Quantum Mechanical Simulation of Impurities and Defects Embedded in Materials for Quantum Information Technology

Schematic representation Copyright: © Philipp Rüßmann, Forschungszentrum Jülich

Scientific Area

Quantum mechanics, density functional theory

Short description

The JuKKR package is developed at Research Center Juelich and contains a collection of codes for electronic structure calculations based on the Korringa-Kohn-Rostocker-Green's function method. One part of JuKKR is the KKRimp code, which allows the quantum mechanical simulation of impurities and defects embedded in a variety of materials. This allows unparalleled insights into their electronic and magnetic properties. Moreover, it allows to describe scattering of electrons off defect atoms. Recently, the code has been extended to describe defects embedded in superconductors which is an important ingredient in the search for materials that are useful for future stable quantum computing applications.

We conducted a performance assessment of the KKRimp code using the tools Score-P, Scalasca, Cube and Vampir.
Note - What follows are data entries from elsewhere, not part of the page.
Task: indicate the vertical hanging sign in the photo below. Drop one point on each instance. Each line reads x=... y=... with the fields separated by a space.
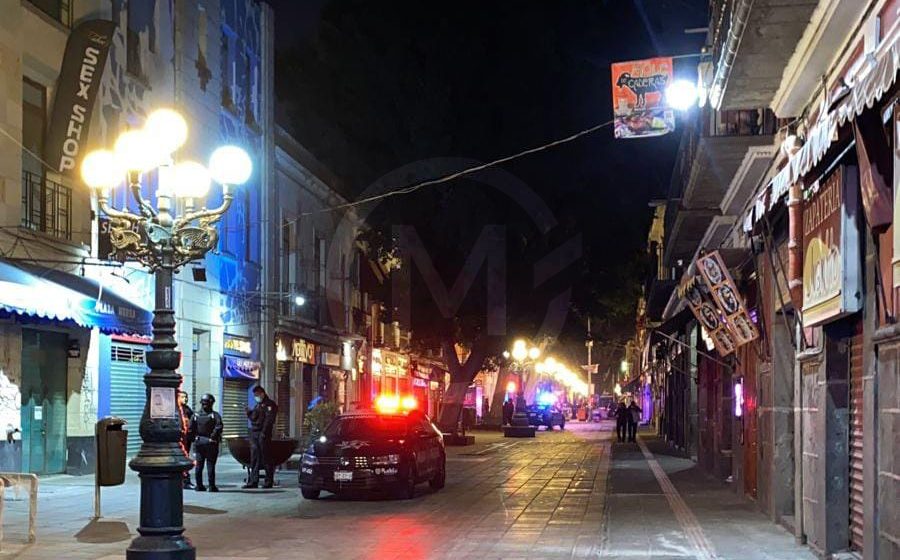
x=639 y=104
x=831 y=258
x=706 y=312
x=724 y=292
x=76 y=92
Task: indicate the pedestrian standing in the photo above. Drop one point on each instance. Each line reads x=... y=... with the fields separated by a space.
x=187 y=437
x=508 y=410
x=634 y=417
x=622 y=415
x=206 y=426
x=262 y=421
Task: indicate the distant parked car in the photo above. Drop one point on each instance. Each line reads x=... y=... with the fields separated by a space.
x=546 y=415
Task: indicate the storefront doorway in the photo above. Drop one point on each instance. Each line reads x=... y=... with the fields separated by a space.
x=44 y=362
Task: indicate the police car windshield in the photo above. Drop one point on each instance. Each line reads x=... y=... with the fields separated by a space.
x=375 y=426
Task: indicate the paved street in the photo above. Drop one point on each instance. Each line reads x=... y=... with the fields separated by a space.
x=569 y=494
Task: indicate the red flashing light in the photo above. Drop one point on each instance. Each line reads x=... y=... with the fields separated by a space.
x=391 y=404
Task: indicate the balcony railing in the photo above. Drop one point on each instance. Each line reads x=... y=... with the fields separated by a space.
x=46 y=206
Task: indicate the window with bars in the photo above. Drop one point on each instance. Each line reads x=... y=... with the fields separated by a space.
x=58 y=10
x=46 y=206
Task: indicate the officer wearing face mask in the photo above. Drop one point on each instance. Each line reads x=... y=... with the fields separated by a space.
x=206 y=426
x=262 y=421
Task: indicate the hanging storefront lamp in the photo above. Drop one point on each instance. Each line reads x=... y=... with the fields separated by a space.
x=163 y=240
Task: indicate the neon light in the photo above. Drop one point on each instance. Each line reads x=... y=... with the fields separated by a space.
x=738 y=398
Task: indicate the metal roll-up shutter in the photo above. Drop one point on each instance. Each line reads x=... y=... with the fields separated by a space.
x=856 y=440
x=234 y=403
x=128 y=393
x=283 y=400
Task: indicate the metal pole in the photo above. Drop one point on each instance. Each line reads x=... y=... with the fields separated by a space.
x=162 y=461
x=96 y=473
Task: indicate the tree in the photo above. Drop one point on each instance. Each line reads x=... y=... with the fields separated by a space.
x=383 y=89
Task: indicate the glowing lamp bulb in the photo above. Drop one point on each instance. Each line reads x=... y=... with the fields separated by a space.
x=230 y=165
x=190 y=180
x=681 y=95
x=99 y=170
x=166 y=129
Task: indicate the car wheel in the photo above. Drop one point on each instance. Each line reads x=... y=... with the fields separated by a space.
x=310 y=492
x=440 y=478
x=408 y=487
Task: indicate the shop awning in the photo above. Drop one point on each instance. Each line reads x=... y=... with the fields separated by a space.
x=35 y=291
x=876 y=77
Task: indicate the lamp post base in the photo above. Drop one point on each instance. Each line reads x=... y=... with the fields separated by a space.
x=160 y=492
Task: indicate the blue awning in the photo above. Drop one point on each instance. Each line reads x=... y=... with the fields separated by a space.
x=35 y=291
x=239 y=368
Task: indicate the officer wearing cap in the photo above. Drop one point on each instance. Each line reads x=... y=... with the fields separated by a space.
x=206 y=426
x=187 y=437
x=262 y=421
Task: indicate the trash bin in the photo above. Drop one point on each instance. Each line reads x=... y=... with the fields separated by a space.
x=112 y=442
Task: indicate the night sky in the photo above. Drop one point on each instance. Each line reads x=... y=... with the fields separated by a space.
x=370 y=87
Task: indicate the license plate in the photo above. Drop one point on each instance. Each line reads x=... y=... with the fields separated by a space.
x=343 y=476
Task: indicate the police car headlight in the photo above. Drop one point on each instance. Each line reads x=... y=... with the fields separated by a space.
x=309 y=459
x=392 y=459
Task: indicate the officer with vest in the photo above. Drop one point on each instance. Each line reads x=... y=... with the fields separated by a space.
x=262 y=422
x=206 y=427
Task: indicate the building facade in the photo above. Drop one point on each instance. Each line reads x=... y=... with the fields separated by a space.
x=801 y=418
x=211 y=61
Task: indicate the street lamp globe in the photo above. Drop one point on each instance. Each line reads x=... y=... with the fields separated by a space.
x=519 y=352
x=681 y=95
x=135 y=152
x=166 y=129
x=190 y=180
x=230 y=165
x=100 y=171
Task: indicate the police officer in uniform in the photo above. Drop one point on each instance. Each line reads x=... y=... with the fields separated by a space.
x=206 y=426
x=262 y=421
x=187 y=437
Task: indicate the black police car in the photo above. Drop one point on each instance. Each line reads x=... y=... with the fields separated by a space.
x=546 y=415
x=364 y=451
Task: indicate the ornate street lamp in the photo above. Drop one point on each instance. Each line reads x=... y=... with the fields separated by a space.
x=162 y=241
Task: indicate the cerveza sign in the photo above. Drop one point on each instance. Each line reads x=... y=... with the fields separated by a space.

As part of the assessment, we calculated metrics for hybrid parallel applications as proposed by the POP2 project [3]. Using the POP-metrics we identified parts of the code that show potential to optimize the existing OpenMP parallelization.

One candidate for optimization is the routine rhooutnew, which calculates an integration of density matrices over a discrete set of radial points. The whole set of radial points is already distributed over each MPI process. However, the hybrid OpenMP parallelization is limited to calls of linear algebra routines, e.g., zgemm, to the parallel version of the Intel Math Kernel Library (MKL). Thus, a significant part of this routine is still executed in serial by the main thread of each MPI process, leading to an inefficient utilization of the allocated computing resources.

To optimize the performance of the code, we changed the OpenMP parallelization of this routine such that the integration loop over all radial points is parallelized with OpenMP and not only parts of it. At the same time all calls of linear algebra routines like zgemm to the parallel Intel MKL are replaced by the serial version to avoid nested parallelism of the OpenMP threads.

Results

As base for our performance evaluation, we use the original code, in which the OpenMP parallelization of the integration in the routine rhooutnew is only achieved by using calls to the parallel Intel MKL. The code was compiled using the Intel Fortran Compiler 2021.5.0 and Intel MPI Suite 2021.3.1 and executed on the CLAIX-2018 cluster. For execution we chose 16 MPI processes and a varying number of OpenMP threads per process. The following figure shows a comparison of the runtime of the rhooutnew routine between the base version (ref) and our optimized version (opt).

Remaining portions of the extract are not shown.